Los Angeles Lakers: Phil Jackson Needs to Retire
I’m writing this in the first quarter of tonight’s Lakers-Rockets game six with the Rockets up 13-1.
Time has passed Phil Jackson by. This team is not the Chicago Bulls. It is not even the Lakers team of 1999-2002. Jackson can no longer sit on the bench and watch as his team goes 12 points in the hole.
He needed to call timeout when the score was 6-0 or 8-1, tops. But when he lets the Rockets get 12 points ahead like he did on Sunday, his team is too far out of rhythm to get it back.
They will be fighting an uphill battle for the rest of the game. He also needs to make a substitution early. The score is now 21-3. Jackson has called just one timeout, and Derek Fisher is still in the game. Why?

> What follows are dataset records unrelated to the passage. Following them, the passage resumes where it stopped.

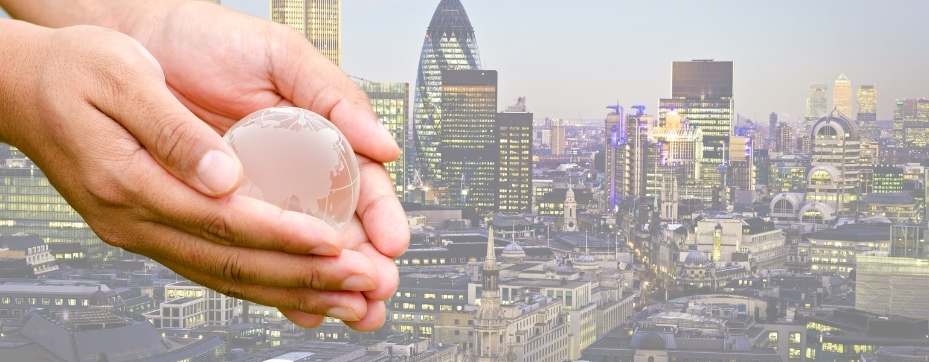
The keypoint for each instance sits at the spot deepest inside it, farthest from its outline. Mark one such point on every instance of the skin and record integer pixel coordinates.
(125, 118)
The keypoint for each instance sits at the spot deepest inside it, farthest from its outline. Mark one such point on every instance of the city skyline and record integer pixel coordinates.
(778, 53)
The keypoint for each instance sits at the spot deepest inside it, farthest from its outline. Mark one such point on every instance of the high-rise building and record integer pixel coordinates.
(817, 104)
(842, 95)
(319, 20)
(30, 204)
(626, 137)
(888, 285)
(784, 138)
(772, 128)
(558, 135)
(701, 79)
(834, 178)
(390, 100)
(702, 94)
(911, 118)
(867, 104)
(514, 140)
(468, 138)
(449, 44)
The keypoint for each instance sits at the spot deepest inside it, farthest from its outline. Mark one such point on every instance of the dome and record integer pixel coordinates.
(695, 258)
(513, 252)
(647, 340)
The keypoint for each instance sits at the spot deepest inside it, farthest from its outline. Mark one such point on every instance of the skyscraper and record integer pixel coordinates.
(817, 104)
(468, 139)
(449, 45)
(626, 137)
(390, 100)
(842, 95)
(867, 104)
(30, 204)
(702, 94)
(514, 142)
(319, 20)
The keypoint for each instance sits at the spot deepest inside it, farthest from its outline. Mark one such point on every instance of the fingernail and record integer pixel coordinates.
(358, 283)
(343, 313)
(218, 171)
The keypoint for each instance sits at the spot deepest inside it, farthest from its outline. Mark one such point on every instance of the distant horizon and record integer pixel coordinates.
(778, 51)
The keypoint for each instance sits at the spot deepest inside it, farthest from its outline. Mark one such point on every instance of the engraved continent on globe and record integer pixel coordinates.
(299, 161)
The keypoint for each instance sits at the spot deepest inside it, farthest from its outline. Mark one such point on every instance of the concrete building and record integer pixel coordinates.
(888, 285)
(319, 20)
(836, 250)
(391, 102)
(468, 140)
(514, 146)
(30, 250)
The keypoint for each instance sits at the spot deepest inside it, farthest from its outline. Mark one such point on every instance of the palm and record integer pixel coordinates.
(225, 65)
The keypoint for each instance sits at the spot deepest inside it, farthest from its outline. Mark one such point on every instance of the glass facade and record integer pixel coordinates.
(449, 44)
(30, 204)
(318, 20)
(514, 134)
(391, 100)
(842, 95)
(468, 147)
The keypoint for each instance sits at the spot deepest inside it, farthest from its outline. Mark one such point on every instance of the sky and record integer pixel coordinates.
(573, 58)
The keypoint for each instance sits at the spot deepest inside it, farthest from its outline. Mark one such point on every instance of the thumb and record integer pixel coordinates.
(182, 143)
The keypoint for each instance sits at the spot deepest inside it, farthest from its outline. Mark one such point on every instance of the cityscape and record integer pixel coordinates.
(678, 230)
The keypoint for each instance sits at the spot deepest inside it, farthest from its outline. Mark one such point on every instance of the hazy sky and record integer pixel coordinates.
(572, 58)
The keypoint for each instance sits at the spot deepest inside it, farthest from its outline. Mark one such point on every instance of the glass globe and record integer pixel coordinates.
(299, 161)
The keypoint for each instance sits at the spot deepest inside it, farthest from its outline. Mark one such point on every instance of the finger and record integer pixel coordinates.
(350, 270)
(303, 319)
(374, 318)
(311, 81)
(186, 146)
(380, 211)
(235, 220)
(387, 279)
(342, 305)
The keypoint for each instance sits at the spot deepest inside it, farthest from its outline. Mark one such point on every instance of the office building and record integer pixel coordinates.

Fisher is just loping along and taking wild three-point shots or passing off to Kobe Bryant who then takes wild three-point shots.
Wasn’t the game plan to work the ball inside, where the Lakers have size?
Does Jackson have a problem communicating this to his players? Or does he have a problem benching them, even Kobe Bryant, if they don’t carry it out?
I have been critical of the Lakers and Jackson for the last part of the season, and rightly so. If Jackson cannot energize his team, then who can?